The mayor of the city where the Zaporizhzhia nuclear power plant is located says the situation is “extremely tense”
In Odessa, a strategically important port city on Ukraine’s Black Sea coast, civilians – computer programmers, computer scientists, ordinary workers – have taken up arms to defend themselves against the Russian invasion.
Zhena was a marketing manager for an IT company before joining the Ukrainian Armed Forces. He told CNN that two of his friends had already been killed in the war, both volunteers who had fought in the besieged city of Kherson.
“They have no military base. Both are programmers,” he said.
A 19-year-old volunteer, who previously worked as a nanny, says she once faced the Russian threat to her home. When she was 11, she fled Crimea, occupied by Russia in 2014 and annexed after a referendum widely seen as a sham.
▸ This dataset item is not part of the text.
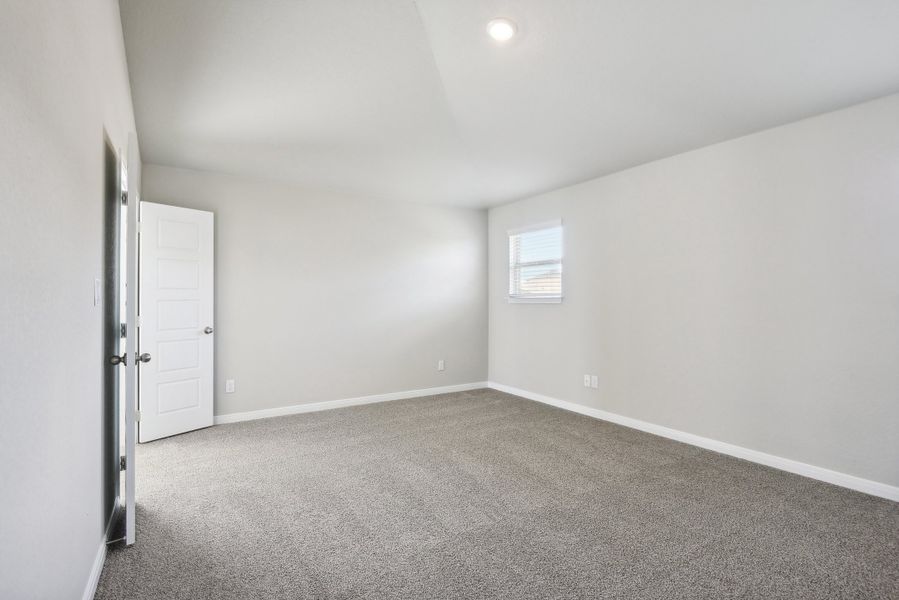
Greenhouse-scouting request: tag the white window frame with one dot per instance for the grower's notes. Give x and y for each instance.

“We are ready until the end to defend our land,” she told CNN. “The occupants came to my house before. My family is still there. I’m the only one who can leave because I don’t want to live in Russia.”
Across the southern city, mothers in Odessa knit camouflage nets as they pray for the safety of their children on the front lines.
“We know the danger. We know it will come. But we didn’t know when it will come,” said a mother, Nellia Kononova.
She had asked her children to stay with her for their safety, but they were determined to fight and defend Ukraine “because everyone loves our homeland”, she said before bursting into tears. “I pray every day, I pray every night, that they stay alive.”